Ve bu gibi her şeyi buna sayabilirsiniz. Bize düşen top yekün hatalardan, Allah’a karşı gelebilecek olan eylem ve hareketlerden, Allah’ın sevmedi hal ve tavırlardan, ahirette bize faydası olmayan fuzuli şeylerden kaçınarak Allah’ın bize sunduğu huzur yolunu kirletmeden, o istikamette yol almaktır. Bunun içinde Allah’ın rahmetine sığınarak tövbelerimizle o kapıyı aralayıp, O‘nun rahmetinden ümitlenecek ve af edilmeyi de bekleyeceyiz.
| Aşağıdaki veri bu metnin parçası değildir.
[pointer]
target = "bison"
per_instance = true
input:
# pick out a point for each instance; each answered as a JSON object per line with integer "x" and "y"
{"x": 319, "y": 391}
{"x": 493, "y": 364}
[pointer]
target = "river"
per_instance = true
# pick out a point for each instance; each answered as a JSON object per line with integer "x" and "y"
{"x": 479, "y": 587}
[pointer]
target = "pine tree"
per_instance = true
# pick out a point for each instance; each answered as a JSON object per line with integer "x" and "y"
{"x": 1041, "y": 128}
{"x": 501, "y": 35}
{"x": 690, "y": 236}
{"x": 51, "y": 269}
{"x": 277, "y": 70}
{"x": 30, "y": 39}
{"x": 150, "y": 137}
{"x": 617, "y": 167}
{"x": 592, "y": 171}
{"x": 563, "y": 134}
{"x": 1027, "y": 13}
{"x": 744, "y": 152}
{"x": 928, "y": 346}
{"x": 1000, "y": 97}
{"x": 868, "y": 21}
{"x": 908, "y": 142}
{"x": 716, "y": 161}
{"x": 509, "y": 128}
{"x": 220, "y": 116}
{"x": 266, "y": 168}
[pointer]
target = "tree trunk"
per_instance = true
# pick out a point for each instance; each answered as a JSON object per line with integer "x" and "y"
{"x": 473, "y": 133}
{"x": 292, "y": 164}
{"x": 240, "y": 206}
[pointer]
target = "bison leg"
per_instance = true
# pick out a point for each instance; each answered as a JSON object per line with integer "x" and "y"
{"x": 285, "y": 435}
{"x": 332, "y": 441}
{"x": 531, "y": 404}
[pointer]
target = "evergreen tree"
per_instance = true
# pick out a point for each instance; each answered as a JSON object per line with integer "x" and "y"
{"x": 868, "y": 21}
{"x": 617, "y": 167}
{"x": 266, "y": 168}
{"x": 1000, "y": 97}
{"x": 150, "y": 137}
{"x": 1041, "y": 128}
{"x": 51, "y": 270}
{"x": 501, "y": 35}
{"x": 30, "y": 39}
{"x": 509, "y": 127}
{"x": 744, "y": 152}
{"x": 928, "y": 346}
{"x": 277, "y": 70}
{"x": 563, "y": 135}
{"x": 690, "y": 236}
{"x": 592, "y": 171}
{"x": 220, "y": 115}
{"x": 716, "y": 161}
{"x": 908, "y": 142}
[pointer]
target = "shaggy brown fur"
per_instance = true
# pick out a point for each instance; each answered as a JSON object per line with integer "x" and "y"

Bakara süresi 214. ayette Allah (cc) diyor ki; ‘‘Yoksa siz sizden öncekilerin başına gelenler, sizin başınıza gelmeden cennete gireceğinizi mi sandınız?‘‘ Peygamber ve iman edenler, “Allah’ın yardımı ne zaman ?” diyecek kadar darlığa ve zorluğa uğramışlar ve sarsılmışlardı. ”İyi bilin ki Allah’ın yardımı pek yakındır.” Ayeti düne ışık tuttuğu gibi bugüne de, yarına da ışık tutmakta ve bize daimi çıkışı olan bir yol göstermektedir. Bunun için elimizden gelen gayreti gösterdiğimiz taktirde Allah’ın yardımını dün olduğu gibi bugün de görmek mümkündür.
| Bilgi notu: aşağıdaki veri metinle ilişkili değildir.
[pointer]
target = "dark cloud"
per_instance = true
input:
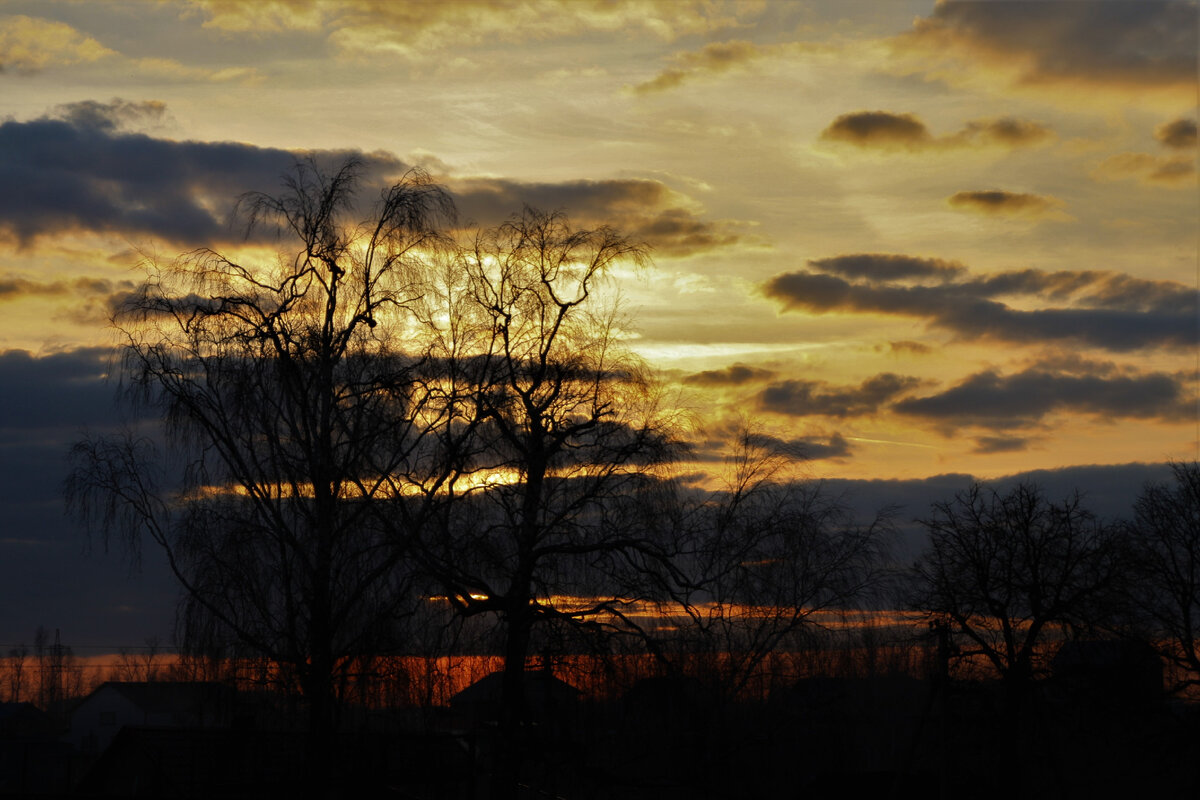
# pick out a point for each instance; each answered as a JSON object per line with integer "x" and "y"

Ama göremiyorsak da imtihanımızın devam etmesi durumundan dolayı yarın görmekte mümkün olacaktır. Onun için bekleyip sabredip vakti geldiğinde Allah bize ve onlara her şeyi gösterecektir. Önemli olan huzur içersinde sabır göstererek beklemek. Sonuç ne olursa olsun işimizi çalışarak devam ettirip aktif bir sabır içersinde her şeye göğüs gererek neticesini düşünmeden beklemeliyiz.